Communication That Bridges the Culture Gap

Representation is a timely issue that all teams should consider, especially where their communication is concerned. Diverse voices not only allow for more connective communication. They promote ideas that are important to a growing number of consumers in a massive and active audience. But are messages about “inclusion” or “representation” enough? No, say the majority of people most closely connected to these concerns. Words matter, but general, nonspecific, and neutral terminology helps no one. To achieve active and healthy cross-cultural communication, the messages must be targeted, authentic, and specific.

Making this happen is about more than simply trying to identify and excise unintended bias. It’s about being systemically proactive in one’s approach to communicating cultural connection rather than passive cultural sensitivity.

Thought leaders and communication professionals interested in getting this right don’t need to go out and reshape their teams to “look” diverse. Still, they need to work with stakeholders to gather real, actionable insight that will allow them to close the culture gap and communicate positively both internally and externally.

Work with these stakeholders to assess past and current campaigns, see what worked and where improvements may be made. Identify the groups the brand wants to target and bring in voices representing those groups honestly and well.

If there is a need to supplement or shift the team, look for ways to make it better, rather than simply changing our faces for the sake of representation. Shift steps in the recruitment and onboarding processes that tend to send you back to the same places so that the search is organically expanded to include a more diverse talent pool. And don’t bring in “diverse” voices only to work on “diverse” topics or campaigns. Bring everyone to the table and allow all voices to complement each other.

Collect data from diverse stakeholders and allow that data to influence approaches and campaigns going forward. Look at this as a structural shift to address very real cultural shifts happening in the marketplace. Some brands are, unfortunately, actively ignoring these shifts to their detriment.

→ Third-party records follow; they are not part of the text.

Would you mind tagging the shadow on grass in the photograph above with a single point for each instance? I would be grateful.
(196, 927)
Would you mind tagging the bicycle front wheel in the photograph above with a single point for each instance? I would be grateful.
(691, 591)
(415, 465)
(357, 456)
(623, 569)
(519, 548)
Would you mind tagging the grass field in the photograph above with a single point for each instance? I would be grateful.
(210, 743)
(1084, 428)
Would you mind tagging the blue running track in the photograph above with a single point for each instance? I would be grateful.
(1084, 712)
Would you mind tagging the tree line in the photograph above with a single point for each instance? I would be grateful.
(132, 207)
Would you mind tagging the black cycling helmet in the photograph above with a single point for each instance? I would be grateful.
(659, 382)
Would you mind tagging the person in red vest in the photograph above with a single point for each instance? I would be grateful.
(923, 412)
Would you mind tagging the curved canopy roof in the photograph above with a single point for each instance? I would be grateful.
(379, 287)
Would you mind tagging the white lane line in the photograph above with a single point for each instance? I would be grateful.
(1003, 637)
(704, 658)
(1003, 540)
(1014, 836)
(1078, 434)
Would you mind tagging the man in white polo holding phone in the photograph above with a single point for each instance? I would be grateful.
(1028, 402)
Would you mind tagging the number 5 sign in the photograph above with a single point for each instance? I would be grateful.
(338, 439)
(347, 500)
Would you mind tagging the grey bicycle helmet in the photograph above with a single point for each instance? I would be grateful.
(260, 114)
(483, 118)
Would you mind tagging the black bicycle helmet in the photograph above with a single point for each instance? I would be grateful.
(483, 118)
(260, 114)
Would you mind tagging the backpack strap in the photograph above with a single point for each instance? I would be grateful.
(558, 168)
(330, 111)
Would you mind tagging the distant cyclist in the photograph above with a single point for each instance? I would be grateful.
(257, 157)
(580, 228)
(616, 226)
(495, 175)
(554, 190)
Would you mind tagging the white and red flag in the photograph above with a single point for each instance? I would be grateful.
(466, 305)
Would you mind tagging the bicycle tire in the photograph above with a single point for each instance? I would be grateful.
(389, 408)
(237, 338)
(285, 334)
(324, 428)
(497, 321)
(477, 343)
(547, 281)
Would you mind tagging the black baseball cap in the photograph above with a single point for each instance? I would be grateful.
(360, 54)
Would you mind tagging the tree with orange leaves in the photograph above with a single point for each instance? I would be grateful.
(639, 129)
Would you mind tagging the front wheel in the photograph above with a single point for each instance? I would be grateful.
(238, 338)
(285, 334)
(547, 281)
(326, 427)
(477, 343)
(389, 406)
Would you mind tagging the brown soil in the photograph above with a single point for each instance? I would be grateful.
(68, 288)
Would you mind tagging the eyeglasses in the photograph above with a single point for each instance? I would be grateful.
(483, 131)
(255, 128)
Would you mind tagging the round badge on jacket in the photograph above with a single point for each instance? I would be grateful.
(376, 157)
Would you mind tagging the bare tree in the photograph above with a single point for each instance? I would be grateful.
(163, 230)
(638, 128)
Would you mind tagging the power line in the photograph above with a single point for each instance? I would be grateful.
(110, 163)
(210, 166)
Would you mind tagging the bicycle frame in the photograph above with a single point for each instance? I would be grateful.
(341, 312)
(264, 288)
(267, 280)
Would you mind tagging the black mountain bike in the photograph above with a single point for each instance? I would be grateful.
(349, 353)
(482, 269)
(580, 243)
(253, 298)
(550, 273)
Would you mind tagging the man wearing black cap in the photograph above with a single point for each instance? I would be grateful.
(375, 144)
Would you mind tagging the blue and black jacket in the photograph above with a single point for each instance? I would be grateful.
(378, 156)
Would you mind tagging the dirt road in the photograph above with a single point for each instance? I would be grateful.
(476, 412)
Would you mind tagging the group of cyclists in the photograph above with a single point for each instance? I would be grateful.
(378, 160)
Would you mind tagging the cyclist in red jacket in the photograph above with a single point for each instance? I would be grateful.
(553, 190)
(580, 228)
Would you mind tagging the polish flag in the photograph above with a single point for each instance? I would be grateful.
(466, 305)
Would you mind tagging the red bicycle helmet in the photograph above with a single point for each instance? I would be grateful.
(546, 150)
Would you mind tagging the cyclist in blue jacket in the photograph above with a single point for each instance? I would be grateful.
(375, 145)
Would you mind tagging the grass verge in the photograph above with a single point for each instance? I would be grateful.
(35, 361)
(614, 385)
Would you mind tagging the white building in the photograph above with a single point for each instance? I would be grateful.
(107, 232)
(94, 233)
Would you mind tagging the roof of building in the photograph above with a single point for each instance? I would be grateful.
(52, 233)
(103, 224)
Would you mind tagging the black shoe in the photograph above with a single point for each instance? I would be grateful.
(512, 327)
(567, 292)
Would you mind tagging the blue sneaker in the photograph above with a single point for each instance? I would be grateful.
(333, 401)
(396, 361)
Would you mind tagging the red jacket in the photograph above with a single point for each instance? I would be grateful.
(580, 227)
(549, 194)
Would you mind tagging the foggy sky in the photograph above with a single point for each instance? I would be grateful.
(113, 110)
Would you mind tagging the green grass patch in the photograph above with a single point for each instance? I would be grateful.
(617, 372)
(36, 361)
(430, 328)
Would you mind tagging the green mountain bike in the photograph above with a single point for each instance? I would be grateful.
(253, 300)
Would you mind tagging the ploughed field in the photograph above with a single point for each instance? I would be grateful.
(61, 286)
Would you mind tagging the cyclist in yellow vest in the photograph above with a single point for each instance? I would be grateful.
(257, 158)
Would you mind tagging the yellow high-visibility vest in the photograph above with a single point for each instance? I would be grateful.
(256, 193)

As this process – and it should be viewed as a process, not a switch to flip – is being implemented, consider specific metrics to gauge the process’s success. Do you see short-term shifts that will likely lead to long-term shifts that work with clear shifts in the marketplace?

It will take time, trial, patience, and commitment to continue tracking, assessing, and shifting. Bridging the cultural gap and committing to more equitable representation is not a one-and-done, set it and forget it program. It’s a proactive, ongoing cultural shift that accounts for cultural trends while looking for specific ways to cast not just a wider but more effectively targeted net.